Compared to the more obvious choice (West Systems) this epoxy comes in at half the cost, has a dark coloration, and requires only 1 to 2 coats. It has a very syrupy consistency, wetting out fiberglass mats would be almost impossible. It also makes painting vertical surfaces quite easy. The smell is very benign, I suffered no immediate brain damages besides a very light headache in my not so aerated garage. After 12 hours Coat-It starts to get less tacky, and after 2 or 3 days it feels dry.
Important things with epoxy - take the right proportions, and mix well. I got an 8lb kit of Coat-It which covers around 80sqft (about the size of my project). 7lb resin and 1lb hardener, so it needs to be mixed 7:1, which was simple enough with a little scale that otherwise weights fertilizer powders. One of the things to avoid with epoxy is to get it on your skin... can you say itch & burn? I wore two pairs of gloves, thin latex underneath some heavy duty ones. The latex ones help to get the thicker ones off without touching any epoxy.
The dark coloration makes it easier to see where the coat is too thin.
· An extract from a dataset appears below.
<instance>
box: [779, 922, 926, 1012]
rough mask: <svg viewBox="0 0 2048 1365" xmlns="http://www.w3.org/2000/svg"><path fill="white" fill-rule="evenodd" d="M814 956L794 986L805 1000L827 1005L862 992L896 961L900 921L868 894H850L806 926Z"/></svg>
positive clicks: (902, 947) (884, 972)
I did two layers in most places. To apply it, a fairly stiff bristled brush that didn't shed hairs worked best for me. Neither freezing the brushes nor keeping them submerged in paint thinner kept the epoxy from hardening, so I just threw them out after each painting session.
Like I mentioned earlier, kept both tanks and the back separate to make painting easier. With the filter compartments, it would have been difficult to paint with the back panel attached.
After silicone-ing the front glass panels, I will screw/glue the back to the rest of the construction and paint just where the corners meet. Already drilled a hole into the garage wall for the overflow. Time to think about how to lift the whole thing up onto its concrete base. I'd like to suspend it in the air somehow, while adding some thinset, and then lowering it down into the fresh mortar to provide the most level surface.